Forces Comfort Fund Certificate 1940

t11360This certificate was given to all children who donated 6d (sixpence) towards the forces comfort fund. This particular certificate was awarded to my twin brother Henry Harbron in 1940.

Image and details courtesy of Bob Harbron.

One thought on “Forces Comfort Fund Certificate 1940

  1. Empire day was a big day to us who went into classrooms with walls covered in maps of the world large parts coloured red, our Empire and we were all very proud to be part of that. The modern trend is to apologise well not me we thought it all very normal. Some of the first troops in the area when war started came from the islands in the Indian Ocean though we were used to seeing coloured sailors from the ships docked at Stockton Quay.
    Comforts for the forces was what was done during the war, the first winter 1939-40 was one of the coldest and a call went out for knitted hand warmers, a mit without fingers, my mother was knitting every spare minute jumpers gloves socks, the Toc H would collect them and send them on.

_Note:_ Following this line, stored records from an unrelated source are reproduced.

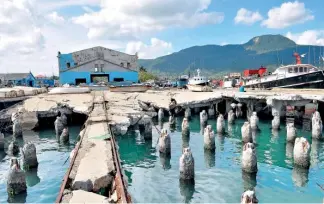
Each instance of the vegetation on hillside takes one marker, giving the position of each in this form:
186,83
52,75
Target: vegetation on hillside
144,75
214,60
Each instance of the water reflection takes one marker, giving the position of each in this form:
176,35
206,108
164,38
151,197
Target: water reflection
249,180
31,177
209,156
165,161
187,189
21,198
300,176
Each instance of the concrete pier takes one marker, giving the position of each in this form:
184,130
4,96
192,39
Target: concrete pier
94,168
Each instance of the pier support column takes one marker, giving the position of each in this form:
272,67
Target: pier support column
1,141
211,111
146,123
188,113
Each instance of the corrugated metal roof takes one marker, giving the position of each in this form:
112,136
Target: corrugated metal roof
13,76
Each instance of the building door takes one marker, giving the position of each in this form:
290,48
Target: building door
80,81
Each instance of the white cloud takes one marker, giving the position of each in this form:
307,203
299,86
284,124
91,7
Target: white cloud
309,37
247,17
55,18
131,18
287,14
155,49
19,30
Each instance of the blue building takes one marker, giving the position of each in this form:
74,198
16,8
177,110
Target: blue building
18,79
97,64
43,81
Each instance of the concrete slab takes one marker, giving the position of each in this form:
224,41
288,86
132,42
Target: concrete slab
96,130
80,196
96,169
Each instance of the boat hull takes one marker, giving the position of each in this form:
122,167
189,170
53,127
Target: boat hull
199,88
129,89
309,80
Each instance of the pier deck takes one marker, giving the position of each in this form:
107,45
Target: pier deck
96,163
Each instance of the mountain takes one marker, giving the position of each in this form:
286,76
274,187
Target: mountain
266,50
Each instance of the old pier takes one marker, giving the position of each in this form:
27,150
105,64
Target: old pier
95,174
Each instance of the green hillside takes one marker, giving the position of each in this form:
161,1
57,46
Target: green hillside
266,50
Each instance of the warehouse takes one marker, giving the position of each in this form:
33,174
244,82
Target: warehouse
95,65
17,79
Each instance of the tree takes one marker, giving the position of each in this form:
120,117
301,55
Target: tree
145,76
142,69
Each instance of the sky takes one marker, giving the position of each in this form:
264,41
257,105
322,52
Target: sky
33,31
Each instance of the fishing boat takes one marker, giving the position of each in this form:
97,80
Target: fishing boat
129,88
199,83
290,76
233,80
182,81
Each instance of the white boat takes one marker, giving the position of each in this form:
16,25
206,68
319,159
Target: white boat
290,76
69,90
199,88
199,83
198,80
132,88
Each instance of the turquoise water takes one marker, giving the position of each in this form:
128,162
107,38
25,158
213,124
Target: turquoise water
43,184
218,177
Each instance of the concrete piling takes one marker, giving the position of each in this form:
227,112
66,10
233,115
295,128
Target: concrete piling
203,117
211,111
187,113
246,132
302,152
29,156
291,132
254,121
209,138
165,142
249,158
249,197
187,165
239,112
65,136
16,128
220,123
317,126
16,183
13,147
1,141
231,117
185,128
160,114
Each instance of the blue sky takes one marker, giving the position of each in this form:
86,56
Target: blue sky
35,30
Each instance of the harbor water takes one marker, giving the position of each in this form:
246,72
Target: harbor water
218,177
44,183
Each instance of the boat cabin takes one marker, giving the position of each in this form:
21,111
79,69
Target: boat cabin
293,70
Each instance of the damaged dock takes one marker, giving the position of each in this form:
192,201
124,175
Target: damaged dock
95,173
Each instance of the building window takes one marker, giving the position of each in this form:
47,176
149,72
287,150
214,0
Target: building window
118,79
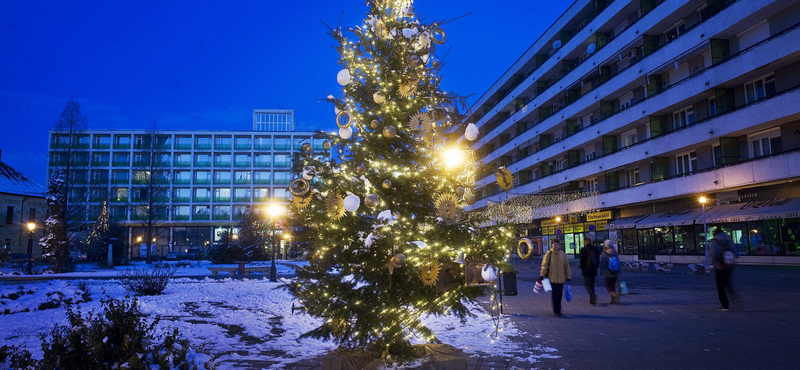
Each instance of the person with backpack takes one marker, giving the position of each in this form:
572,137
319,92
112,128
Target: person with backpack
590,259
610,269
723,257
555,267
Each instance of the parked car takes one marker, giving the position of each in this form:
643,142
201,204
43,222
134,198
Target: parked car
18,260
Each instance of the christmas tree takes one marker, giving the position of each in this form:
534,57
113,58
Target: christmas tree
387,213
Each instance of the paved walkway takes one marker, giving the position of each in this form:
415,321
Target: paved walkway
668,321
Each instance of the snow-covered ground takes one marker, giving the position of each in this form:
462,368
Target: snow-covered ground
187,269
247,323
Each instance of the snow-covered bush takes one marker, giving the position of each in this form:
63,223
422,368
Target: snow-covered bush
144,281
118,338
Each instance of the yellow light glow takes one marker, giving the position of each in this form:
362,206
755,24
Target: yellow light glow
453,157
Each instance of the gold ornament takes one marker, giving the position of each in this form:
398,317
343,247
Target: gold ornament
299,187
371,200
334,205
421,122
339,118
447,206
301,202
437,36
408,90
389,132
429,273
504,179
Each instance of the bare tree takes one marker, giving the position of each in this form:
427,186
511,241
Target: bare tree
71,164
151,187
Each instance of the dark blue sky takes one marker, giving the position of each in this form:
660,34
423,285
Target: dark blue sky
206,65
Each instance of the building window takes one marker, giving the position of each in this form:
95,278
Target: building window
765,143
683,117
712,107
629,138
685,163
759,89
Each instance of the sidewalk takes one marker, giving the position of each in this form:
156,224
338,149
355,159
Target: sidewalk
668,321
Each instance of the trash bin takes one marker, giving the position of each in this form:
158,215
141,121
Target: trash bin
510,283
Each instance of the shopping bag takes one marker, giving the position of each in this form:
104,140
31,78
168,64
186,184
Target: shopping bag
623,288
568,295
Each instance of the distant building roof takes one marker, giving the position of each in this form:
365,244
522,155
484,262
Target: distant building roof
13,182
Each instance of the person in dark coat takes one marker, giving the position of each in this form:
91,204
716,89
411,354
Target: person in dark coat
590,259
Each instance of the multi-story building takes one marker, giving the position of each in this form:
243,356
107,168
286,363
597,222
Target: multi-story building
204,180
22,203
653,104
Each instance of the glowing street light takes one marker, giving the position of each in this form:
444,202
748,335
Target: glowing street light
453,157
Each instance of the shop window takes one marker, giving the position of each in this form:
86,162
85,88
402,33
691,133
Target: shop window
684,240
790,230
763,237
665,240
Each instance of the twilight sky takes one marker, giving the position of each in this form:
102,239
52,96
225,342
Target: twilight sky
206,64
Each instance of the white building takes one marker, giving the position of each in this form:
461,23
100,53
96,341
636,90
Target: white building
653,104
209,178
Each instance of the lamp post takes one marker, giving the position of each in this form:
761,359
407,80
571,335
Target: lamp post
273,212
29,267
703,201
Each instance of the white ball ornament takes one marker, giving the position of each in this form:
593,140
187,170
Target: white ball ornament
351,203
489,273
343,77
346,132
472,132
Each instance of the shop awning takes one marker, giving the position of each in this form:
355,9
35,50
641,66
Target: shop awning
674,218
753,211
624,223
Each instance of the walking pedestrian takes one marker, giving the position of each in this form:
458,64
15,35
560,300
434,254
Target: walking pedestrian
609,268
723,257
555,267
590,259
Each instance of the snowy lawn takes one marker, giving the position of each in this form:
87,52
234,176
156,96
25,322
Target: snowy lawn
184,269
245,323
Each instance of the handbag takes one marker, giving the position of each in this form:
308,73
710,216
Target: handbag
546,285
568,295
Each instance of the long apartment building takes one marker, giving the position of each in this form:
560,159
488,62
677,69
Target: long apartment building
654,104
207,179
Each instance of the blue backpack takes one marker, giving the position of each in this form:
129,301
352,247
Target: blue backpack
613,264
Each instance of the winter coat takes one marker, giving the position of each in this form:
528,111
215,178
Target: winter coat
719,244
555,267
588,267
604,264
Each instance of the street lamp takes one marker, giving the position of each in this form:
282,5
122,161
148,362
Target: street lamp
703,201
273,212
31,227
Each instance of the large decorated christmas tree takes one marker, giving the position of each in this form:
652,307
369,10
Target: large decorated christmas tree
388,237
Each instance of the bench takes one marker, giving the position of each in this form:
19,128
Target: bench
248,270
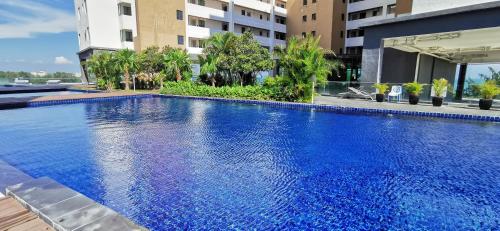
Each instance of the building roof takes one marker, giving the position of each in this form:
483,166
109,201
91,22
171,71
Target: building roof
458,10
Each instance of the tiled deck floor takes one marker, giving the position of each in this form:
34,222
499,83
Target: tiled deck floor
404,106
82,96
13,216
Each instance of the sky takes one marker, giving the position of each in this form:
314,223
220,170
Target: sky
38,35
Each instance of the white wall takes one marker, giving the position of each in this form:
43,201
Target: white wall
104,23
422,6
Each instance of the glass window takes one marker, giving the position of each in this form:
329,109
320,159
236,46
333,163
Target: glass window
180,15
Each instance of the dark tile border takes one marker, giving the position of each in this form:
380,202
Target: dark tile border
85,100
287,105
343,109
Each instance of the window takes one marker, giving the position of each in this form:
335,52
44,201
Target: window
124,9
126,36
180,39
391,9
180,15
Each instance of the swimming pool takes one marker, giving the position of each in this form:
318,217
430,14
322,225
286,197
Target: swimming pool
38,94
197,164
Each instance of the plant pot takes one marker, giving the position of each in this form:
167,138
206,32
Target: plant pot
485,104
437,101
413,99
379,97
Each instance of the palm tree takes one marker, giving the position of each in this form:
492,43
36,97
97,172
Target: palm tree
126,63
176,62
209,67
101,65
305,64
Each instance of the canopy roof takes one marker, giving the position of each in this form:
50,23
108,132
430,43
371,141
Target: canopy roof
467,46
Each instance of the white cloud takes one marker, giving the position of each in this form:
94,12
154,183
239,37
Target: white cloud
25,18
61,60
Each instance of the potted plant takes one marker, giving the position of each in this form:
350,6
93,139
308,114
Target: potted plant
488,91
381,90
414,89
440,86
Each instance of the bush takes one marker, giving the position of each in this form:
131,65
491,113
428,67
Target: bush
489,89
236,92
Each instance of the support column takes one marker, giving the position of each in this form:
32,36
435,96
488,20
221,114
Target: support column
461,81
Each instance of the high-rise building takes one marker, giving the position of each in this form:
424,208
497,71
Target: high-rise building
188,23
324,18
104,25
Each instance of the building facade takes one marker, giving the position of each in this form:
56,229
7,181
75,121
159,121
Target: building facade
324,18
188,23
104,26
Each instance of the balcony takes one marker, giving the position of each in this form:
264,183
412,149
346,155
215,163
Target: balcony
254,4
280,27
280,11
364,5
201,32
354,42
207,12
252,22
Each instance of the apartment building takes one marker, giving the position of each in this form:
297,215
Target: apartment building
324,18
188,23
104,25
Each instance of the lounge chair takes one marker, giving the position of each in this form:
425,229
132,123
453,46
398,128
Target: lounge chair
356,93
396,92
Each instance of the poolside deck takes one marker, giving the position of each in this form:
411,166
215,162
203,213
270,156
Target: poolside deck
13,216
451,108
11,103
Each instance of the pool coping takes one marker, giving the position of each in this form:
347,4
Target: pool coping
345,109
287,105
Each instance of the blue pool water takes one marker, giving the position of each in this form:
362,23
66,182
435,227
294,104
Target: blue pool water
192,164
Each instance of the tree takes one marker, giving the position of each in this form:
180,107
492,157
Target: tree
304,64
495,75
209,67
176,63
125,61
103,67
239,57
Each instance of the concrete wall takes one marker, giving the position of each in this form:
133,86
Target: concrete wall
157,23
398,66
461,21
423,6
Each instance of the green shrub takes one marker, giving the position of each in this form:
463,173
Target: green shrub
489,89
236,92
414,88
440,86
381,87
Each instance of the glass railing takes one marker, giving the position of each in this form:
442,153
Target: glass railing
336,88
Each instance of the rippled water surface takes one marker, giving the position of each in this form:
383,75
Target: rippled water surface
176,163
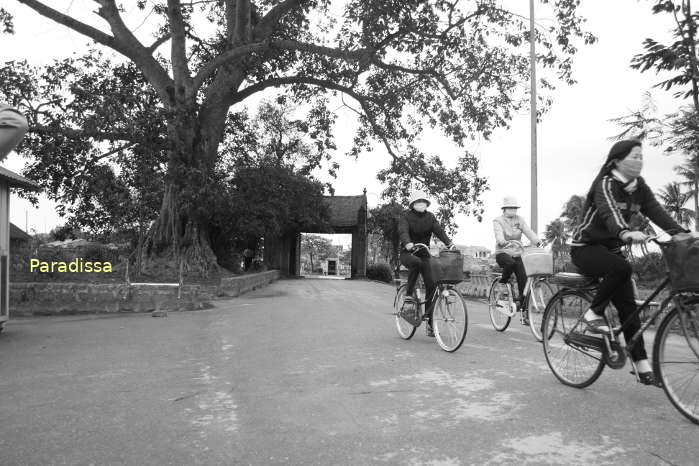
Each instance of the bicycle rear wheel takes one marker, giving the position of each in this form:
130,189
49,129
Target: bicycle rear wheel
676,363
540,294
499,305
574,356
450,320
405,329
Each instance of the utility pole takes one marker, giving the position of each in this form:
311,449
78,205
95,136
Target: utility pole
532,58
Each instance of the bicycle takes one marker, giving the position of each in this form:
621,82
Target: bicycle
577,357
449,315
504,302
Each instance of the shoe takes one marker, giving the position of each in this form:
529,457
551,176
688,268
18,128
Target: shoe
595,323
648,378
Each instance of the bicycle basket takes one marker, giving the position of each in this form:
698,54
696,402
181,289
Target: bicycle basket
537,261
682,259
448,267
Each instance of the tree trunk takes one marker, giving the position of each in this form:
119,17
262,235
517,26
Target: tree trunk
180,234
696,202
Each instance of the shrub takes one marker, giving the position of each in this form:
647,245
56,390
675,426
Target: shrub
381,272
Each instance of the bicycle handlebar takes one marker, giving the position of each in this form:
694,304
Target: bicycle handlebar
418,246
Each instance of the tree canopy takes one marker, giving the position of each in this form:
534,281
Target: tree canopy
403,67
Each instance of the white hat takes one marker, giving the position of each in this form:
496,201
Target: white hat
510,202
418,196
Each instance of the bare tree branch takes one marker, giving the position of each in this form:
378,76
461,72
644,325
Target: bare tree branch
158,42
273,16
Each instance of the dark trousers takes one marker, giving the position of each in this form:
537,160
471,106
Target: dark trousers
509,265
419,265
616,286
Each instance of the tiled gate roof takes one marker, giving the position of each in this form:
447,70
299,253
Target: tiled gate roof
344,209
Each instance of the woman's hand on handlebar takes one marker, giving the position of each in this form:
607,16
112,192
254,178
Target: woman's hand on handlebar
635,237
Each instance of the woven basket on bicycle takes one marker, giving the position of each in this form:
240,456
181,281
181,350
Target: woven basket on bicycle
448,267
537,262
682,260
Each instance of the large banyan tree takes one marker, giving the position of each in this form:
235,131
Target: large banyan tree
460,67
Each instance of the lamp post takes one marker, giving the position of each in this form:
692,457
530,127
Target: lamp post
532,59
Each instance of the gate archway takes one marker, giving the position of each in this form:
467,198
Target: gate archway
348,215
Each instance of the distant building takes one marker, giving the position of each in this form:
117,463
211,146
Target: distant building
18,237
8,180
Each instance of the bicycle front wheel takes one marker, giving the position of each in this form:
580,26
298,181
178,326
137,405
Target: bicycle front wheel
539,295
677,364
499,305
573,355
405,329
450,320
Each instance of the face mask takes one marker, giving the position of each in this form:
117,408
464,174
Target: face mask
420,207
630,168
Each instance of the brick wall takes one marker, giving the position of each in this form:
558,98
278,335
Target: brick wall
50,298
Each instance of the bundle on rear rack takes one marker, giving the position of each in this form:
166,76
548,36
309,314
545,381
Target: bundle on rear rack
682,259
537,261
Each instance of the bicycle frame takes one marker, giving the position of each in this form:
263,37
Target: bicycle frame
522,302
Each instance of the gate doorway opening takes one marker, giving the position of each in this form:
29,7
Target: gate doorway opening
326,255
348,216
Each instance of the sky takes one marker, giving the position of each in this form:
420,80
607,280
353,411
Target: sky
573,136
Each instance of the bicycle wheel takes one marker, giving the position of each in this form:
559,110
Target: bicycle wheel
574,356
450,320
499,305
539,295
677,365
405,329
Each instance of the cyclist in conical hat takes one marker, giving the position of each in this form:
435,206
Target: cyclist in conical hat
416,225
616,194
13,125
509,228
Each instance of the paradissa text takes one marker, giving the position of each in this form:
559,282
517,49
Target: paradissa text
75,266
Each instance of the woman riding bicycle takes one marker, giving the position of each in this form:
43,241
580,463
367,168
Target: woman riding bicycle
617,193
508,246
416,225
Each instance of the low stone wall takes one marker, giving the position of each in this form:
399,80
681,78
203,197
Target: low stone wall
45,298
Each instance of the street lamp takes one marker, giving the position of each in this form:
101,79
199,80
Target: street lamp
532,59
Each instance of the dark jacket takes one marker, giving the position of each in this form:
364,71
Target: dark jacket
607,215
415,227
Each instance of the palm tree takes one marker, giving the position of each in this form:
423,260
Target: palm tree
689,171
674,200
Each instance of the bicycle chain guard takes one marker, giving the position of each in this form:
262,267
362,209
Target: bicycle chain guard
617,360
410,313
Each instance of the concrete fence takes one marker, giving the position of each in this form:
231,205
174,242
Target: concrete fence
47,298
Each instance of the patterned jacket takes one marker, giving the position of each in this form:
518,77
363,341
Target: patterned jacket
607,217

Us kids collected everything from paper to scrap metal, if it was not bolted down it would end up in out barrows, we never got any certificates for any of it and the Spitfire fund got plenty of my pocket money, well there were no sweets to spend it on.
    Empire day was still being celebrated well after the war though parts of it were being released from their bonds as some saw it, in the Army we paraded through what ever Town we were near and when stationed at Catterick marched through Darlington flags flying bayonets fixed.
    The world has changed the modern way of interaction with the area’s we once had influence in seems to bring nothing but war and misery so who I ask is or was right.
    Stockton it must be said did its bit during the war, and as an Army Cadet we marched on all the flag days Empire Day being one of them.